1978, Elis Regina e uma mulher em manhãs de sábado



O ano era 1978.

Eu acho. Não se deve confiar demais na memória de alguém que procura memórias suas aos cinco anos de idade. Há gente que, com efeito, se recorda de lembranças de idade mais tenra ainda, prodígios capazes de voltar no tempo até seus dois ou três anos ou, caso não haja exagero, até mesmo meses de idade ou memórias intrauterinas.

Vai saber...
Lamento informar que não me encontro no rol de tais fenômenos e até o que comi no almoço me é tão indistinto quanto a camisa que usei em 15 de abril de 1993 ou, sei lá, minha adolescência que passou quase como um sopro de sonho. Daí eu ter de advertir que muito provavelmente, minhas memorias de 1978 são muito mais sensoriais (nisso eu posso me gabar de ter uma habilidade notável) do que de fatos concretos.
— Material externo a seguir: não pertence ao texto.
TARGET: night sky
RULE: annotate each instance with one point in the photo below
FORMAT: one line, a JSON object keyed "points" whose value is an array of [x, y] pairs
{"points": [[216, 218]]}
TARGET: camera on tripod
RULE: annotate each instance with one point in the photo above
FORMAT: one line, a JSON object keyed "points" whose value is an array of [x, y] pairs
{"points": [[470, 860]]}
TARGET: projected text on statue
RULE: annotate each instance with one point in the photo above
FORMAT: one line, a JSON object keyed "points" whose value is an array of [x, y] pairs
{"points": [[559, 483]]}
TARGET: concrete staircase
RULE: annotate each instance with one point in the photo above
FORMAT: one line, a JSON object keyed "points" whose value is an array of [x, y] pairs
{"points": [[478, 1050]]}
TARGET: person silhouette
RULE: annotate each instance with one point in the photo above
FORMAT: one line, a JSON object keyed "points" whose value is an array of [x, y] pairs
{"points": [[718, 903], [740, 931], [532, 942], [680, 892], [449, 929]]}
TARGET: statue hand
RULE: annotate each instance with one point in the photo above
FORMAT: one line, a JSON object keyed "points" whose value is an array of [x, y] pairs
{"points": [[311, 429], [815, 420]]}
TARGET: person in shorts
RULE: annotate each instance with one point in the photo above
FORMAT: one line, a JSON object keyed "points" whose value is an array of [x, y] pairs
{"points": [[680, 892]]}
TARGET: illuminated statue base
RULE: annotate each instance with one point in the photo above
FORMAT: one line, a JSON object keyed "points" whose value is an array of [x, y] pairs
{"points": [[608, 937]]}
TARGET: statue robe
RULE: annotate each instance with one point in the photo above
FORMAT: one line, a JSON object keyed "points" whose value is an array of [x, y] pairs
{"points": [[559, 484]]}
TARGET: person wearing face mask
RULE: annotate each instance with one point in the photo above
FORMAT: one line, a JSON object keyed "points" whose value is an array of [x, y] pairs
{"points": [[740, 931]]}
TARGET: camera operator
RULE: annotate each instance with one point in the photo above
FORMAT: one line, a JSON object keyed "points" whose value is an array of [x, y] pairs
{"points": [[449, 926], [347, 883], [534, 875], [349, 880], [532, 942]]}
Eu tinha, pois, cinco anos e já era uma criança bem estranha, para os padrões da minha comunidade.

Muito grave, quase nunca ria e nunca chorava e se o fizesse, era em silêncio, no máximo um murmúrio de protesto sentido. Há que se pensar que eu esteja me vangloriando.... Ledo engano! Eu era uma criança “odiosa”. Os adultos me evitavam. As outras crianças também.  Era quieto demais. Silencioso demais. Adultos gostam de crianças barulhentas e dependentes, que lhes acreditem em todas as contradições e mentiras e que os façam sentir-se necessários e as crianças igualmente gostam de outras que lhes desafiem em jogos ou lhes apoiem as gatagens.

Eu era uma coisa que observava, indagava e aprendia. Por isso enquanto a matilha de irmãos e primos gritava lá fora atrás de cachorros, pipas e encrencas, eu me sentava e olhava pro céu, pras nuvens e pra dentro do meu pequeno e curioso eu.

A exceção, o que me arrancava de dentro da minha introspecção era o meu espetáculo favorito. Minha mãe.

Deus inexistente, como eu amava aquela mulher! 
Ela era linda, ora sofrida, ora alegre e vibrante. 
Aos fins de semana, depois de se matar a semana inteira para alimentar a ninhada, ela se matava para limpar a sujeira que a mesma ninhada fazia em suas ausências da semana.
Ela lavava roupas, limpava a casa, fazia a comida e limpava o terreiro, num ritual que lhe comia o dia todo.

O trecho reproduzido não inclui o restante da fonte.